Passamos toda a nossa a vida a construir coisas das quais esperamos usufruir no próximo ano, nas próximas décadas. Talvez por isso procuremos pagar uma casa, talvez por isso pensemos em construir família e talvez por isso sejamos ambiciosos em relação às nossas carreiras. Talvez ansiemos que, um dia, os nossos filhos ou netos tenham orgulho no que construímos e talvez esperemos que no dia em que pararmos, possamos ter alguma qualidade de vida, aquela que não conseguimos ter no meio do frenesim do dia-a-dia.

Mas, na verdade, o que acontece é exactamente o contrário. A verdade é que se não acabarmos atropelados por um autocarro, mortos por um AVC ou escrutinados por um cancro, vamos viver os nossos últimos dias à espera da morte, como se ela fosse uma bênção; tudo porque o que aconteceu em Reguengos não é um caso isolado. 
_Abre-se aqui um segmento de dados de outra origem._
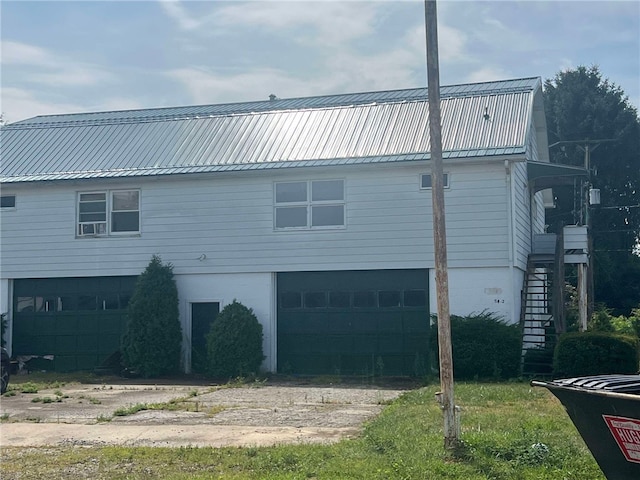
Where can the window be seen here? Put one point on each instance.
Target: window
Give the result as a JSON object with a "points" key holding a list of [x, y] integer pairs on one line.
{"points": [[309, 204], [425, 180], [102, 213], [8, 201]]}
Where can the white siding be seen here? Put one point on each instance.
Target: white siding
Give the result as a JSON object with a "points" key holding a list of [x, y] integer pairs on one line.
{"points": [[474, 290], [224, 224], [521, 205]]}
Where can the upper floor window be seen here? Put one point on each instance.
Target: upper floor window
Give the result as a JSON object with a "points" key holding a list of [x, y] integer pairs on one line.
{"points": [[425, 180], [108, 212], [309, 204], [8, 201]]}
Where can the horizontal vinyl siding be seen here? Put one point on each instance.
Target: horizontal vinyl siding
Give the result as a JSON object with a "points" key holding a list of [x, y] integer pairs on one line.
{"points": [[229, 220]]}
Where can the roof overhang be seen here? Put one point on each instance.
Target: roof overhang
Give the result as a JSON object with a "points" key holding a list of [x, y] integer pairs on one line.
{"points": [[543, 175]]}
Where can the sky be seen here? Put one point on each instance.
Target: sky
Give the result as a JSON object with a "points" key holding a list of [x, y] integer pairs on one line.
{"points": [[79, 56]]}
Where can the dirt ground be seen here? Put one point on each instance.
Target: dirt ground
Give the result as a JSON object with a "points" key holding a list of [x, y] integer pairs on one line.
{"points": [[189, 415]]}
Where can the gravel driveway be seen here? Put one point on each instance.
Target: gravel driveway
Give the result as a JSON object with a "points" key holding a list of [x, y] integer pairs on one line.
{"points": [[189, 415]]}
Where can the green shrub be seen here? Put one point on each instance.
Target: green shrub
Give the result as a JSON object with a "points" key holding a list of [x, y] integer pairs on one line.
{"points": [[4, 323], [152, 342], [595, 353], [234, 343], [483, 346]]}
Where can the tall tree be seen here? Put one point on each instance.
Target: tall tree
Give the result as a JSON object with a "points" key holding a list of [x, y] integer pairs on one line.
{"points": [[152, 342], [583, 108]]}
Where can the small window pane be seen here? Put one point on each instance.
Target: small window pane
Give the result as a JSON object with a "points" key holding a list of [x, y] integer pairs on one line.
{"points": [[109, 302], [327, 190], [288, 217], [389, 299], [7, 201], [25, 304], [415, 298], [425, 180], [327, 215], [93, 197], [315, 299], [291, 192], [125, 222], [290, 300], [124, 300], [125, 201], [339, 299], [364, 299], [66, 303]]}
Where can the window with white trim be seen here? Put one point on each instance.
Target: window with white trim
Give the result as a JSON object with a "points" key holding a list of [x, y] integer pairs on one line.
{"points": [[114, 212], [309, 204], [425, 181]]}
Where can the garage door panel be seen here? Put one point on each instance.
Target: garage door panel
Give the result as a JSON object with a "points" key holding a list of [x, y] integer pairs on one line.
{"points": [[45, 325], [337, 344], [108, 343], [66, 344], [415, 322], [65, 363], [87, 344], [391, 344], [365, 321], [66, 325], [390, 322], [73, 325]]}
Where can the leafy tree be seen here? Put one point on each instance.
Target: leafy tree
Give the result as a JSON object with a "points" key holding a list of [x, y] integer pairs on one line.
{"points": [[234, 342], [581, 105], [152, 342]]}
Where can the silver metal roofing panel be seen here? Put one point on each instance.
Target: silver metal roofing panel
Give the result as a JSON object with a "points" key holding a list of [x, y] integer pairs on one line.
{"points": [[482, 119]]}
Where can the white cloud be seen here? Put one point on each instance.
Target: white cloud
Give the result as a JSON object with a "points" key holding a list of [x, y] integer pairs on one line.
{"points": [[45, 67], [317, 23], [18, 104], [257, 84], [487, 74], [175, 10], [16, 53]]}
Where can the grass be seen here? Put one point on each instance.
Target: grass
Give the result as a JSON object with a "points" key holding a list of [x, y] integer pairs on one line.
{"points": [[510, 431]]}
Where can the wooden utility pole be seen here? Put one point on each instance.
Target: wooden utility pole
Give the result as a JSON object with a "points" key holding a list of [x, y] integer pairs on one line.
{"points": [[445, 396]]}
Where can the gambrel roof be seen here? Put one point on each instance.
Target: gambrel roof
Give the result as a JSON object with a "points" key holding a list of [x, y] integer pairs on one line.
{"points": [[479, 120]]}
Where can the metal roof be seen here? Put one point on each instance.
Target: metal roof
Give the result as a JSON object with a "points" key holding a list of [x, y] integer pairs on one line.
{"points": [[483, 119]]}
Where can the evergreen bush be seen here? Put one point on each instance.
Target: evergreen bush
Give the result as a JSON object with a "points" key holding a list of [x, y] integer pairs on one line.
{"points": [[234, 343], [483, 346], [152, 341], [595, 353]]}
O que aconteceu em Reguengos é um espelho da forma como os velhos são tratados no nosso país e é, também, um espelho de um interior abandonado e deixado ao acaso. Se ninguém quer saber dos velhos, muito menos se quer saber dos velhos no interior, os que têm os filhos longe, os que não têm dinheiro para pagar cuidados de saúde, os que vivem a dezenas de quilómetros do hospital mais próximo, os que ninguém quer visitar porque não fica a caminho. 

Reguengos é triste, mas é uma realidade nua e crua. É uma realidade que não se estende aos lares e propaga-se a muitas casas, perdidas no meio do nada ou simplesmente perdidas no meio do tudo, onde os idosos habitam, sem condições, à espera que os seus filhos possam sair dos trabalhos que acumulam para conseguir pagar as despesas que os cuidados de saúde deles acarretam, apenas para lhes dar um abraço, um consolo.

De acordo com dados do INE (2019), metade da população portuguesa tem idade superior a 45 anos, o que nos faz pensar (ou, pelo menos, deveria) naquele que queremos que seja o futuro do nosso país. O problema de Reguengos não é apenas de algumas famílias, o problema de Reguengos é de cada um de nós. É e será, se nada for feito, o problema dos nossos pais e dos pais dos nossos amigos; e, pensando bem, dos nossos filhos e dos nossos netos já que, vistas bem as coisas, que tipo de país é este que quer ensinar respeito às gerações mais novas, sendo incapaz de o demonstrar para com as mais velhas?